An information crisis! The crisis is in the news and on social media. I won’t take a side as there is good evidence of bias all around us, no matter your persuasion. But, we must realize the agendas today are strong enough for recognized personalities to lie, alter the truth, and distort facts. Could their interest be fame? And why they’re selfish wanting ratings and not sharing meaningful information that will help our country in time of need.
Not too long ago, times seemed different to me. For example, I was a regular observer of “Meet the Press” with Tim Russert. At the time, I felt he reported fairly, and I enjoyed watching the differing views on various political topics. I was okay with David Gregory for a time, but never really got too excited about watching his program. Then, when Chuck Todd became host, I stopped watching altogether and have never participated again. I found him to be incapable of a fair or intelligent discussion.

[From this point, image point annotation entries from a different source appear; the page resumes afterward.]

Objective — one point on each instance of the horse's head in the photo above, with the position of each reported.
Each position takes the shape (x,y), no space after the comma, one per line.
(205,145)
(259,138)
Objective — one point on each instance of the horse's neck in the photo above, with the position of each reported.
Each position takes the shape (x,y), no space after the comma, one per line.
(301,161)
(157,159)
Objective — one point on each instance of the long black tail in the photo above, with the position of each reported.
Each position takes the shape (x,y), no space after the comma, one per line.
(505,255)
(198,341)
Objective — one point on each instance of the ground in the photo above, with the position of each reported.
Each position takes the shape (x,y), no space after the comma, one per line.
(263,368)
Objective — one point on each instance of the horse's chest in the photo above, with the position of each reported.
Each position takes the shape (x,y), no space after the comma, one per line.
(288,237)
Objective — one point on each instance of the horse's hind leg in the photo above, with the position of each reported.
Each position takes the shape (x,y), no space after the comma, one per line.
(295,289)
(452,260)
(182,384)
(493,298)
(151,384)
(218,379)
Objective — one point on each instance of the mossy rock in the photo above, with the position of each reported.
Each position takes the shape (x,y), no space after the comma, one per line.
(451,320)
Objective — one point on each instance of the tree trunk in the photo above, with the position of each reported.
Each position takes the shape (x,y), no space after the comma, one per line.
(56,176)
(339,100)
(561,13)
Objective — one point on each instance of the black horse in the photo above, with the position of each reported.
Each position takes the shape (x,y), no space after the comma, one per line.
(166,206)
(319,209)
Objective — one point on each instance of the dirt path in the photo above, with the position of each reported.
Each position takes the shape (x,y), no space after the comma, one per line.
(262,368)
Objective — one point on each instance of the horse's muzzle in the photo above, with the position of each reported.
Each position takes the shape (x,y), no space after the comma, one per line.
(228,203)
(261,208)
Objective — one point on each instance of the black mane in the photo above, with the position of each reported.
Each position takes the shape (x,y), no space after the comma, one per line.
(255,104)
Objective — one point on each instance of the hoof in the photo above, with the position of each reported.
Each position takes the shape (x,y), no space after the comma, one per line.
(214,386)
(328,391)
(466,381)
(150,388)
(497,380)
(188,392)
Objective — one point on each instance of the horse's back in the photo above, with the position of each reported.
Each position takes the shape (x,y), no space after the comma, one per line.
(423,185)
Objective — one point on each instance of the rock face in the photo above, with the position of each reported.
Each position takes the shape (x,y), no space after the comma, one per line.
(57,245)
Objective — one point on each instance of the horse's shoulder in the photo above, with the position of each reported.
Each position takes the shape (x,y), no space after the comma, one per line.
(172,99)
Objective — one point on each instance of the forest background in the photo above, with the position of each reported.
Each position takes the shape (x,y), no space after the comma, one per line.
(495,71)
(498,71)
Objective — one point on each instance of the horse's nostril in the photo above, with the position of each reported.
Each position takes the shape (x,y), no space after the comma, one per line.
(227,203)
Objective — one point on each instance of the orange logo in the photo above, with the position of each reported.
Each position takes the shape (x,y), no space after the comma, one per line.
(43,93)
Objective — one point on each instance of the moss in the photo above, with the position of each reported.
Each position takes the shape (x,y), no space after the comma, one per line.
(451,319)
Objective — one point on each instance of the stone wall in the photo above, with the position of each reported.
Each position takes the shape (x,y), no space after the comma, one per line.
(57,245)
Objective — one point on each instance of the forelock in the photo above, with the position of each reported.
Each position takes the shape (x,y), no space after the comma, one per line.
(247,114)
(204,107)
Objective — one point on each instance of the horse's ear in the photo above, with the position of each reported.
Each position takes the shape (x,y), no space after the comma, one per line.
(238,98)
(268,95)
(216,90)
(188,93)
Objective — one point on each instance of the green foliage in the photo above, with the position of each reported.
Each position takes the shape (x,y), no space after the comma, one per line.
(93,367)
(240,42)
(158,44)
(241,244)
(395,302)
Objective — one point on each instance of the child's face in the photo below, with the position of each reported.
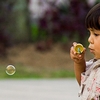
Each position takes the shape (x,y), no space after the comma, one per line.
(94,40)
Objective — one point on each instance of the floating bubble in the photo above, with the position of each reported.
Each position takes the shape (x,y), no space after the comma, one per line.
(10,69)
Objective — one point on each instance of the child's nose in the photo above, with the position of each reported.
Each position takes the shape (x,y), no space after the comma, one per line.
(90,39)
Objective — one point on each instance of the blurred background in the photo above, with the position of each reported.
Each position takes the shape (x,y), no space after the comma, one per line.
(36,35)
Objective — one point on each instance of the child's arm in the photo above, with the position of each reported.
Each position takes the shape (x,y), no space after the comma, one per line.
(79,62)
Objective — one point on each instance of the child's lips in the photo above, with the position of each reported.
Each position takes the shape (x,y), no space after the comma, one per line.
(91,50)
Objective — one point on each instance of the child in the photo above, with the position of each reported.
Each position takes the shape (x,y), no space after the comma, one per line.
(88,73)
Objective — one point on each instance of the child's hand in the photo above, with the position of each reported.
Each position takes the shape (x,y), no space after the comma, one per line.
(77,57)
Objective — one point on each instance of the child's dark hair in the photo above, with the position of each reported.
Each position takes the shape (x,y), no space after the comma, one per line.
(93,18)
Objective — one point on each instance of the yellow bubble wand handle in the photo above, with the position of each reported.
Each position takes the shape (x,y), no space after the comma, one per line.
(79,48)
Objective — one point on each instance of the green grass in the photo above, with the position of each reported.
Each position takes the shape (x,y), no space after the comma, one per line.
(29,72)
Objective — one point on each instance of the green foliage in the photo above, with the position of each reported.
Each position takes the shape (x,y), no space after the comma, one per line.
(30,72)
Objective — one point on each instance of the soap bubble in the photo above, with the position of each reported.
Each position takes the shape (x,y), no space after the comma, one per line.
(10,69)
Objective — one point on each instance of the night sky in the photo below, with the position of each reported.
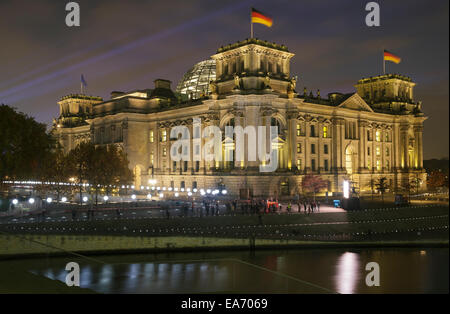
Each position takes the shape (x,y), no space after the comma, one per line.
(125,45)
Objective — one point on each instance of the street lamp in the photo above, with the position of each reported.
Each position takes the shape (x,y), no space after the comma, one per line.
(346,189)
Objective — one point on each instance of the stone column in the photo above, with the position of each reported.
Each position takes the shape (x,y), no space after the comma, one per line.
(404,146)
(418,131)
(292,138)
(362,125)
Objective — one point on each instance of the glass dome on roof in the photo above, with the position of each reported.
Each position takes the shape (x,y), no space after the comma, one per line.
(195,82)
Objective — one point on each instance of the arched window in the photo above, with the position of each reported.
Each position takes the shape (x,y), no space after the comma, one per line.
(276,122)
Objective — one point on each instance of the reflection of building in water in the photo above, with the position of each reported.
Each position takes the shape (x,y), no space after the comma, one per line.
(348,273)
(372,133)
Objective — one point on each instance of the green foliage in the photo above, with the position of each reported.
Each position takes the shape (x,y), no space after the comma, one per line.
(99,166)
(437,179)
(24,145)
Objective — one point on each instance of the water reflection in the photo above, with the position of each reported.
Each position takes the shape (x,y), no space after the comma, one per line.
(348,270)
(299,271)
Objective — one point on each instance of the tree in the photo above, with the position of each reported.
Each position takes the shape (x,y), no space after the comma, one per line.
(99,166)
(55,173)
(372,186)
(24,145)
(382,186)
(436,179)
(314,184)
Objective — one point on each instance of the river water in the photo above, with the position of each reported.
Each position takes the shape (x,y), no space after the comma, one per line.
(284,271)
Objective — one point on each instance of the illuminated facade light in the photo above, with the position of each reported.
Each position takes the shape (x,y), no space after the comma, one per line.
(346,189)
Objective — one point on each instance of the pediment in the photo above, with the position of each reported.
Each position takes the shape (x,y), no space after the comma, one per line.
(355,102)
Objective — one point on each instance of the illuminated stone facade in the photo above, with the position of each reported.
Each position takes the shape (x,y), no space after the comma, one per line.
(375,132)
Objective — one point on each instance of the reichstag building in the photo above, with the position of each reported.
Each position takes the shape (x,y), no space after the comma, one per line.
(371,133)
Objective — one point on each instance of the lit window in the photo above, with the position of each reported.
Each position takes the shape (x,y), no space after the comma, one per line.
(152,136)
(312,132)
(163,135)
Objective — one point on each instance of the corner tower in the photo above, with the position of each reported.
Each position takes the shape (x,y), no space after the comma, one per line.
(390,92)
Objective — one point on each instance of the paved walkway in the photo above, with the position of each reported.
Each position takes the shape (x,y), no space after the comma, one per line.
(323,209)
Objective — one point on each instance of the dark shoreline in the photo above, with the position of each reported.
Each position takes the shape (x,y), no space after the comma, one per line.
(321,245)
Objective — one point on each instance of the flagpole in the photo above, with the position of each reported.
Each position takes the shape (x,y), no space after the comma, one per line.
(251,25)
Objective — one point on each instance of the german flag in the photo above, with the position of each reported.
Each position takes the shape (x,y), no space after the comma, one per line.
(388,56)
(258,17)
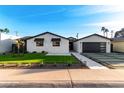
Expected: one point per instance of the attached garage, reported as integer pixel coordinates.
(93, 44)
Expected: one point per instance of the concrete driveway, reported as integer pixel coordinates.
(61, 78)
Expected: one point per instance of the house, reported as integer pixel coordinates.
(71, 43)
(118, 44)
(47, 41)
(6, 43)
(92, 44)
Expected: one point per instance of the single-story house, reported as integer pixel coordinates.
(6, 42)
(118, 44)
(49, 42)
(93, 43)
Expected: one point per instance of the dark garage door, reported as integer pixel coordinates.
(94, 47)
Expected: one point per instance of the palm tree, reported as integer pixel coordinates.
(19, 43)
(3, 31)
(106, 31)
(6, 30)
(103, 30)
(112, 33)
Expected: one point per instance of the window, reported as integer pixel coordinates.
(39, 41)
(56, 43)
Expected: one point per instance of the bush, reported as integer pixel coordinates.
(34, 52)
(44, 52)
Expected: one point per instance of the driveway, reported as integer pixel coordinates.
(61, 78)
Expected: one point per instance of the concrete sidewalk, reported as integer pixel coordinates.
(61, 78)
(88, 62)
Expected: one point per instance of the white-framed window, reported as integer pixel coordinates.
(39, 41)
(56, 41)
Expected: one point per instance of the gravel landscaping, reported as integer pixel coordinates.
(111, 60)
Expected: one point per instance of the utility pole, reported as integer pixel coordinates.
(77, 35)
(16, 32)
(112, 33)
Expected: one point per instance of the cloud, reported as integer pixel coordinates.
(44, 13)
(96, 9)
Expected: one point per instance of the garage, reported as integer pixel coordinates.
(93, 44)
(94, 47)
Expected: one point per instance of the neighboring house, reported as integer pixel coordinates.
(52, 43)
(92, 44)
(118, 44)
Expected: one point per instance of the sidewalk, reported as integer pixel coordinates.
(61, 78)
(88, 62)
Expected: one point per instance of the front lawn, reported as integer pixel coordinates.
(37, 58)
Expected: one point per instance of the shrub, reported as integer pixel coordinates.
(34, 52)
(44, 52)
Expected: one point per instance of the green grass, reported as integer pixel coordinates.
(37, 58)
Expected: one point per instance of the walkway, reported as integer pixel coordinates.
(88, 62)
(61, 78)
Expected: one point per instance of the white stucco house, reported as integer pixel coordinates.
(6, 42)
(47, 41)
(93, 43)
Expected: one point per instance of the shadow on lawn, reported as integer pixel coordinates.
(31, 71)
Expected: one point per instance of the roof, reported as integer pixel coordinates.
(118, 39)
(72, 39)
(94, 35)
(47, 33)
(25, 38)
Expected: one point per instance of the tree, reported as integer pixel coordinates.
(119, 33)
(6, 30)
(112, 32)
(103, 30)
(106, 32)
(19, 44)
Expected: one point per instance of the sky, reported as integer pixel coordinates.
(65, 20)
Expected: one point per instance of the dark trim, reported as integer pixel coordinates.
(39, 39)
(47, 33)
(56, 39)
(94, 35)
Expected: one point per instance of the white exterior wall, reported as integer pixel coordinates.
(63, 48)
(78, 44)
(6, 45)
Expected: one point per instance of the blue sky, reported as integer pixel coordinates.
(63, 20)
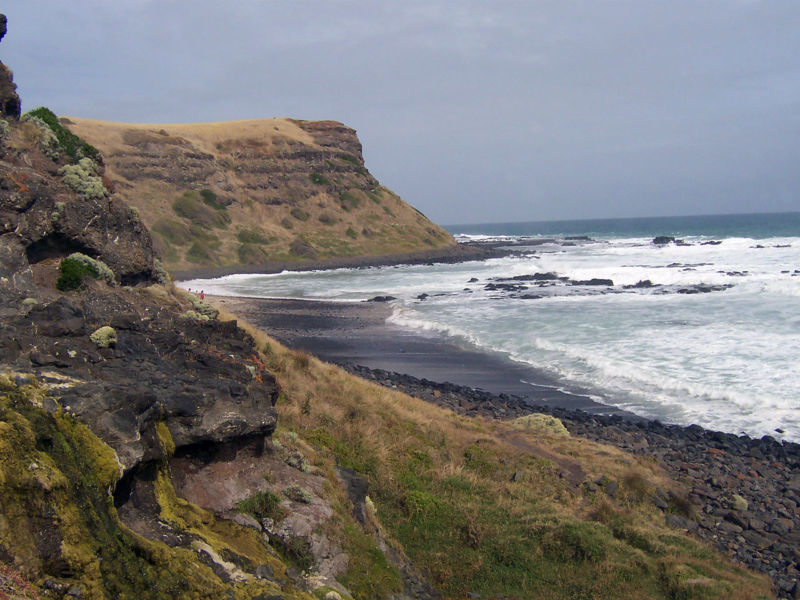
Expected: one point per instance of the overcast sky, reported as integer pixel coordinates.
(473, 111)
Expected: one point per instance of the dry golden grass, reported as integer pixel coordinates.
(278, 206)
(110, 134)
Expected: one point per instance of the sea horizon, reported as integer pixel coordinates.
(786, 222)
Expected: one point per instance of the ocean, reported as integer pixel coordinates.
(704, 329)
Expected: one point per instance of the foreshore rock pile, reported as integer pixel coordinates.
(741, 494)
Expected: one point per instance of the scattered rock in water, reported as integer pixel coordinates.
(663, 240)
(641, 284)
(594, 281)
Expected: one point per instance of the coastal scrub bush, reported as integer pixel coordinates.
(72, 274)
(103, 271)
(82, 179)
(77, 267)
(193, 315)
(74, 146)
(48, 141)
(298, 494)
(203, 307)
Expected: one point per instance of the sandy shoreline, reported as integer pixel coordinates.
(710, 466)
(356, 333)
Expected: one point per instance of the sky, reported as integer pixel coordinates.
(473, 111)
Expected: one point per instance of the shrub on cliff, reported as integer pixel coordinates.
(77, 267)
(48, 141)
(83, 179)
(104, 337)
(73, 146)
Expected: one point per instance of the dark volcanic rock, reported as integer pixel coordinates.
(200, 378)
(9, 100)
(40, 215)
(713, 467)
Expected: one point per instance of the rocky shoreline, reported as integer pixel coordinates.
(742, 494)
(461, 252)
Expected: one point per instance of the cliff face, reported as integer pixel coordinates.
(256, 192)
(122, 396)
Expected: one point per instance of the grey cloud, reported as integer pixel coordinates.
(472, 111)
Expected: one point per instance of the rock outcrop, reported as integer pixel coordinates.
(9, 100)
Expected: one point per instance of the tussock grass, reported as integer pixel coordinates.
(483, 507)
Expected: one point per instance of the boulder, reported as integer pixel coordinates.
(9, 100)
(663, 240)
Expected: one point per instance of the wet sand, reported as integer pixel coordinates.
(356, 333)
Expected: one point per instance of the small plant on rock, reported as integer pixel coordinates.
(77, 267)
(298, 494)
(104, 337)
(83, 179)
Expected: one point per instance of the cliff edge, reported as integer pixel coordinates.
(257, 192)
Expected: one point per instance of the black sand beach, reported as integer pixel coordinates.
(356, 333)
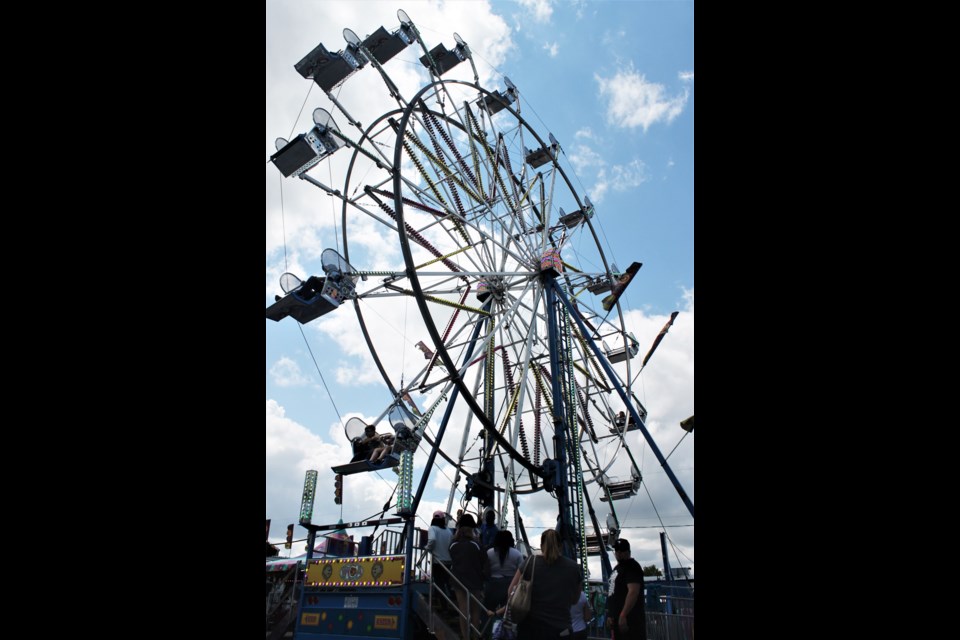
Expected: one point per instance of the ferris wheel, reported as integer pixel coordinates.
(455, 203)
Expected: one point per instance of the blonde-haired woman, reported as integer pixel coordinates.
(556, 587)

Just yesterday, I watched a segment that emphasized the length; some are willing to distort facts in representing our current leaders. Dan Crenshaw, Navy Seal, and member of Congress, talked with Bill Maher, Comedian about President Trump. It was a post on LinkedIn that caught my attention (thank you to whoever posted it).
I am not an observer of Maher, nor do I know much about Crenshaw, so it was interesting for me to watch. Dan admits Trump has faults, but his policies and love of our country are what lead him in his support. Bill, by stating his feelings toward Trump, “he does nothing but pass the buck, lie, finger point, and shirk responsibility,” should be considered biased or closed-minded on Trump’s intentions. That, unfortunately, is our media today!
It is through watching this segment a few things have reignited in my mind that I want to share:
- Anyone that is recorded daily in lengthy conversations can be taken out of context.
- When we are compared to perfection, we fail.
- The context of our statements is critical.
- If we hear accusations, ask yourself, was their goal to make someone look bad, or get to the truth?
- And, base facts on what we knew at the time statements were made.
I sense observation of these ideas will help us choose who we listen to and guide us on how we report what we have heard.
Our President is an optimistic man, perhaps overly confident at times where he can be misunderstood in his honest efforts to lead. These traits make him an unusual target. If I understand his style, it helps me appreciate his intent. I feel he loves our country and shows an uncanny willingness to make personal sacrifices for our country’s success. We need to concentrate on more policy and less on personality. Our country is only as good as our healthy debate on issues we care about, not by systematically dismantling those who were elected to represent us.
I don’t know a single person who is filled with enough hate for an individual, that they are willing to sacrifice our country to prove a point. I hope we see through those who appear to be different.